Venkateshwar wrote that Comcast bought content at the trough -- around the time Time Warner was splitting its cable and content businesses -- not at its peak like some recent services like Disney+. Fast forward to last year when everyone was scrambling to create its own streaming service, Comcast instead sold its stake in Hulu to Disney.
While Comcast had little input into Hulu (mainly a provision of getting regulatory approval for the NBCU purchase) the sale to Disney solved a couple of problems. For Disney, it gave that programming behemoth full control of a popular streaming platform. Comcast got a licensing deal for its content that was higher than what it was getting before, as well as a provision that Disney could buy out the stake for $27.5 billion by 2024.That last proviso, according to Barclays, provides the capital for Peacock, slated to debut in April.
“Fungibility of balance sheet sources and uses implies that proceeds from the sale of one domestic streaming service at a huge premium is being effectively used to fund a competing service with global scale,” Venkateshwar wrote.
Comcast has been stacking the deck for streaming services for years. It was one of the first cable operators to launch a skinny bundle in 2013, and three years later, in 2016 it integrated the Netflix app onto its set-tops.
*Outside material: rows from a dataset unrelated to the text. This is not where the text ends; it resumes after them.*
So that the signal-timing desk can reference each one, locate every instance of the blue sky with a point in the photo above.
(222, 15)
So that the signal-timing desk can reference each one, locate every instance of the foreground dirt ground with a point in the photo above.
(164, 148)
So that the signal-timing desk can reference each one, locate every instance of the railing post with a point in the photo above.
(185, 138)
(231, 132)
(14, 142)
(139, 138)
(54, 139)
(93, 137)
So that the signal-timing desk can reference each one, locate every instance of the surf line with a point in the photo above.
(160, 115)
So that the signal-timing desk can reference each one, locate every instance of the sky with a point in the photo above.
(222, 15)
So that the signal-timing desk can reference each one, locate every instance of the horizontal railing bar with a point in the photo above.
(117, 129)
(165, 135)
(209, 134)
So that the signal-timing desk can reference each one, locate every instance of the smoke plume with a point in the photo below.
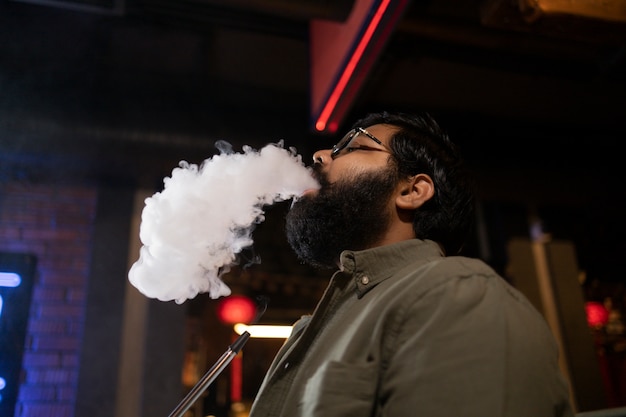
(193, 230)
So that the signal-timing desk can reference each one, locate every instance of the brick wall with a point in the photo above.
(53, 222)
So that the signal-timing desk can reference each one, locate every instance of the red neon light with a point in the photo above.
(350, 67)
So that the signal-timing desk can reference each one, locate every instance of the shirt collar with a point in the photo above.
(372, 266)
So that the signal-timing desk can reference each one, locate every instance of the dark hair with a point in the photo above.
(421, 146)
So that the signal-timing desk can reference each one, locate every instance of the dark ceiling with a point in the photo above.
(115, 88)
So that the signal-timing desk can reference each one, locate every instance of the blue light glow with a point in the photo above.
(10, 279)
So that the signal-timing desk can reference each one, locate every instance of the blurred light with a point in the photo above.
(10, 279)
(236, 309)
(597, 314)
(269, 331)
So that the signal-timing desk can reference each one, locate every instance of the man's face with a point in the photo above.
(352, 208)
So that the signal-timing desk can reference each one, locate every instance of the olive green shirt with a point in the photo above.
(404, 331)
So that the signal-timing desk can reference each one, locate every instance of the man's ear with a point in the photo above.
(415, 191)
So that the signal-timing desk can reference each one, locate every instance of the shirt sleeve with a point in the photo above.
(474, 347)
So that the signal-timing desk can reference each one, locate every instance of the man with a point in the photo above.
(406, 327)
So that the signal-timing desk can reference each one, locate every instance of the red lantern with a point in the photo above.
(236, 309)
(597, 314)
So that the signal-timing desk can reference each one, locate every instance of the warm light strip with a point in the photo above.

Along the way, the company has been selling streaming back-end services to third parties through its Comcast Technology Services unit and its advanced advertising unit FreeWheel counts several over-the-top services as clients.
Peacock, which is expected to include content from NBCU’s pay TV networks like The Office and original programming, will be free to Comcast subscribers and pay TV customers that pay for NBCU’s networks. The jury is still out as to whether the company will charge a nominal fee for an ad-free version to other subscribers or to make an ad-supported option available to all for free.
Venkateshwar estimates that Comcast would offer an ad-supported service free to its subscribers, and charge $4.99 and $6.99 per month to others for an ad-supported and ad-free service, respectively.
Whatever the ultimate configuration, Venkateshwar wrote that Comcast has already done the heavy lifting to enable the ability to bundle broadband access, hardware and content, spending about $10 billion in software capex since 2014, which helped it launch streaming broadband-only service called Flex.
The media giant’s purchase of Sky in 2018 also adds to the mix through that British satellite services’ NowTV platform, which is becoming the launch-pad for Peacock.
But there still are some doubts. Comcast CFO Mike Cavanagh said earlier last year that the company expects Peacock to break even in its fifth year, and Comcast is spending less than Disney on content (about $2 billion over two years vs. $3.2 billion for Disney +). But Peacock is expected to have more than three times the content-hours that Disney + has -- 15,000 hours vs. 4,700 hours for Disney. That could imply an over-reliance on lower cost library content like comedy shows, which could be a differentiating factor but also harken to an earlier failed streaming service, Seeso. Seeso shut down in 2017 after less than two years. According to some observers, the comedy-centric service failed because much of its content (SNL reruns, classic Monty Python bits and some originals) was available elsewhere and it likely would have been more profitable with an ad-supported model than a subscription model.
So far, it appears that Peacock is learning from those lessons. The answers, hopefully, will be revealed on Jan. 16.